The presentation will take place in Room 211 on Saturday, March 7, 2026 - 17:00 to 18:00

The proliferation of intelligent devices running on ARM64-based System-on-Chips (SoCs) has made on-device Machine Learning (ML) a necessity. However, the path from a trained model developed on a high-end workstation to high-speed, low-power inference on an embedded target is fragmented and complex.

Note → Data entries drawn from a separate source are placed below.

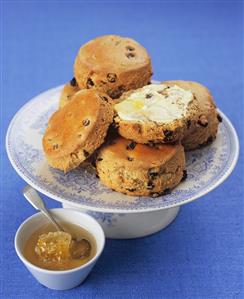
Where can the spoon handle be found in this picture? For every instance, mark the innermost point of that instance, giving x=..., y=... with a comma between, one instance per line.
x=35, y=200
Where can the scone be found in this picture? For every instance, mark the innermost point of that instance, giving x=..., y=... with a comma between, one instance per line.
x=156, y=113
x=141, y=170
x=67, y=93
x=75, y=131
x=112, y=64
x=203, y=130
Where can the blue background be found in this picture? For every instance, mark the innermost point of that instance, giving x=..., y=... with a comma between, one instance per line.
x=201, y=254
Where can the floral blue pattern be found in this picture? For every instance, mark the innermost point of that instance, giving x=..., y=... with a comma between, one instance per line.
x=206, y=168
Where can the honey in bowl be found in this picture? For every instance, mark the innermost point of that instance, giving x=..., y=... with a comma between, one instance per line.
x=51, y=250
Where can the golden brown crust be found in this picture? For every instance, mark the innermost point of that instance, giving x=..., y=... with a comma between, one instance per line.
x=113, y=65
x=67, y=93
x=77, y=129
x=203, y=129
x=147, y=132
x=140, y=170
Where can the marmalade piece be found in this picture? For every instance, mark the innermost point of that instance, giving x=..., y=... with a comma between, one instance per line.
x=53, y=247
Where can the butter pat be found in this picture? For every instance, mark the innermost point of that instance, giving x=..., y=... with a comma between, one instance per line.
x=155, y=102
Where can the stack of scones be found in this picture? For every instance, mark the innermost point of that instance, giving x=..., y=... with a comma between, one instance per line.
x=134, y=132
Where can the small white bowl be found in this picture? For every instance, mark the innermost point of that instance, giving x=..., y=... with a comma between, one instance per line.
x=60, y=280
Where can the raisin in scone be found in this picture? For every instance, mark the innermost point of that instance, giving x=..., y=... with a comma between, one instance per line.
x=203, y=130
x=67, y=93
x=141, y=170
x=75, y=131
x=156, y=113
x=112, y=64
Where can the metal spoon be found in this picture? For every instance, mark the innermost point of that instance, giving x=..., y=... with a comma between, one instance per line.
x=79, y=248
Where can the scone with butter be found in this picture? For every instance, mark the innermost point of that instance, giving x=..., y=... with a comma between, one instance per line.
x=112, y=64
x=76, y=130
x=203, y=130
x=68, y=91
x=139, y=169
x=156, y=113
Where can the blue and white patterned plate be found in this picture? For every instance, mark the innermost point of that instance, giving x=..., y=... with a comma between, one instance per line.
x=207, y=168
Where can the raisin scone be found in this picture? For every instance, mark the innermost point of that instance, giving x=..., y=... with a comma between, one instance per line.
x=75, y=131
x=112, y=64
x=156, y=113
x=202, y=130
x=139, y=169
x=67, y=93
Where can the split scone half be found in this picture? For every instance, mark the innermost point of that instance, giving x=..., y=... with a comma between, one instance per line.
x=203, y=130
x=156, y=113
x=112, y=64
x=75, y=131
x=68, y=91
x=139, y=169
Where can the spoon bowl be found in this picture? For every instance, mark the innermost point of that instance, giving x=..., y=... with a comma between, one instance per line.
x=79, y=248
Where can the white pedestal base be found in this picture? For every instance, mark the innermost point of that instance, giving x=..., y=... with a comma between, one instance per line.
x=132, y=225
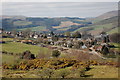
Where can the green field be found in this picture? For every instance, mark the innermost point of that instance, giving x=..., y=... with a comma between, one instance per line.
x=22, y=23
x=16, y=47
x=38, y=28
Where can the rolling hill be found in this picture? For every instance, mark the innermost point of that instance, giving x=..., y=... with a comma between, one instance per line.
x=107, y=22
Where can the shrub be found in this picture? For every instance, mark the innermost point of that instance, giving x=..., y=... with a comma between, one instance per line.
x=105, y=50
x=27, y=55
x=63, y=73
x=56, y=53
x=47, y=72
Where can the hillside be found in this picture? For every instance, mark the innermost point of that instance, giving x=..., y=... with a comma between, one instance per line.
x=107, y=22
x=59, y=24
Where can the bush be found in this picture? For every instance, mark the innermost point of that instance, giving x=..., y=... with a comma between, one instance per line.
x=56, y=53
x=46, y=72
x=105, y=50
x=63, y=73
x=27, y=55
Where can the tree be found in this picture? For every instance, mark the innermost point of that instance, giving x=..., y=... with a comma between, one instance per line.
x=63, y=73
x=56, y=53
x=77, y=35
x=46, y=73
x=115, y=37
x=55, y=38
x=105, y=50
x=68, y=34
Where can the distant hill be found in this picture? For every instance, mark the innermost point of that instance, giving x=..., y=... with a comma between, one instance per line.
x=108, y=15
x=59, y=24
x=107, y=22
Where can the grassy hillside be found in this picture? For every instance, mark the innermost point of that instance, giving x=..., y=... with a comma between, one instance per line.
x=20, y=47
x=22, y=23
x=108, y=25
x=38, y=28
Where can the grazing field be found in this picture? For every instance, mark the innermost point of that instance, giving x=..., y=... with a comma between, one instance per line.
x=38, y=28
x=8, y=58
x=16, y=47
x=94, y=72
x=103, y=72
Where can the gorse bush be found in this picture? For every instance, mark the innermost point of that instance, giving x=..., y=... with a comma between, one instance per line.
x=56, y=53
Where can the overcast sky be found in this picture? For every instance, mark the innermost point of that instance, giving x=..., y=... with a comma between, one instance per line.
x=58, y=9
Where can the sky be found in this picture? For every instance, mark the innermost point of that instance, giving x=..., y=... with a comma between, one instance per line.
x=57, y=9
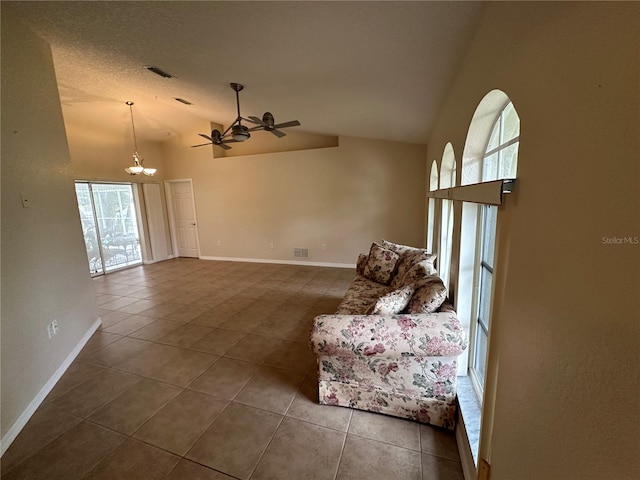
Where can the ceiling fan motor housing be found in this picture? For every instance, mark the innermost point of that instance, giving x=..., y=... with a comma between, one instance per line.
x=269, y=120
x=240, y=133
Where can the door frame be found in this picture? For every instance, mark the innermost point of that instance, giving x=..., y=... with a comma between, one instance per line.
x=172, y=218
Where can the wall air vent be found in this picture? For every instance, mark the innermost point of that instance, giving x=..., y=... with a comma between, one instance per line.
x=157, y=71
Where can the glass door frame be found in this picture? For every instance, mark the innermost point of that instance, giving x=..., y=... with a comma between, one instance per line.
x=135, y=212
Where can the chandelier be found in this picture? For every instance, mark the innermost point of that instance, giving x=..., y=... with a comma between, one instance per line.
x=137, y=168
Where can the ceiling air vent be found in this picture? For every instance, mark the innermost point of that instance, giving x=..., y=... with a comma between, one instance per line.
x=157, y=71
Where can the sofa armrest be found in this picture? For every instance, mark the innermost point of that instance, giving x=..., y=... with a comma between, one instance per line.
x=413, y=335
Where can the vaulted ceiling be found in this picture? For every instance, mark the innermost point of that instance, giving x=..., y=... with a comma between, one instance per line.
x=367, y=69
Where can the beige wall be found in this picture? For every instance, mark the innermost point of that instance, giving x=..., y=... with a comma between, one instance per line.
x=565, y=337
x=344, y=197
x=45, y=275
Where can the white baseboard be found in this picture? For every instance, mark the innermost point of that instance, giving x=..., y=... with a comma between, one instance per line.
x=152, y=261
x=22, y=420
x=466, y=457
x=282, y=262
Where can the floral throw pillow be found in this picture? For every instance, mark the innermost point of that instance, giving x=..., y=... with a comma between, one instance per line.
x=417, y=272
x=393, y=302
x=381, y=264
x=411, y=259
x=429, y=295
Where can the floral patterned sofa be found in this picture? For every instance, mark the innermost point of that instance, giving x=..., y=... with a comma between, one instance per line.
x=392, y=345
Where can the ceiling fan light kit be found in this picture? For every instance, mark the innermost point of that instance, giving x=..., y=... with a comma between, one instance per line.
x=137, y=168
x=237, y=132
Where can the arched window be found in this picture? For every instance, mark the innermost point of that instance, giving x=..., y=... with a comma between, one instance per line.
x=499, y=161
x=431, y=211
x=490, y=153
x=447, y=180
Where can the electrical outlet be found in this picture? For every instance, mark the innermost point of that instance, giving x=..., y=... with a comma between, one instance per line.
x=52, y=328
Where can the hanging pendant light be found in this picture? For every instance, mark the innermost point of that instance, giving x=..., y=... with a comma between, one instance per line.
x=137, y=168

This session addresses the deployment bottleneck faced by developers, where every hardware vendor (from leaders like NXP, Mediatek, and Qualcomm to common hobbyist platforms) supplies a unique AI pipeline that leverages their respective hardware. This heterogeneity mandates that developers understand vendor-specific drivers—be it proprietary Delegates or specialized Execution Providers (EPs)—to optimally utilize dedicated on-chip hardware accelerators (GPU and NPU).

We will introduce a pragmatic, standardized deployment workflow by focusing on the core technical choices that govern performance at the edge. The session will critically compare the two dominant inference runtimes, such as LiteRT and ONNX Runtime (ORT).

Dealing with hardware constraints is a key aspect. The deep integration with device-native Delegates is not an easy task, but performance-wise, it may be very rewarding.

On the other hand, cross-platform reliability and a wider operational range defined by a standard is definitely a sweet spot and very promising for interoperability.

We highlight that modern SoCs are moving beyond legacy Delegates by implementing a highly optimized, ONNX or LiteRT-native Execution Provider, bridging the gap between portability and dedicated hardware acceleration.

On a sequential level of performance customization for the target embedded system, it would be possible to convert a multiplatform exchange format into, for example, NCNN (Novel Convolutional Neural Network) or the promising Eclipse Aidge.

As a practical example, attendees will gain a clear understanding of the trade-offs, learning how to select the correct runtime and acceleration strategy to evaluate and deploy a high-performance Automatic Speech Recognition (ASR) pipeline across diverse vendor architectures.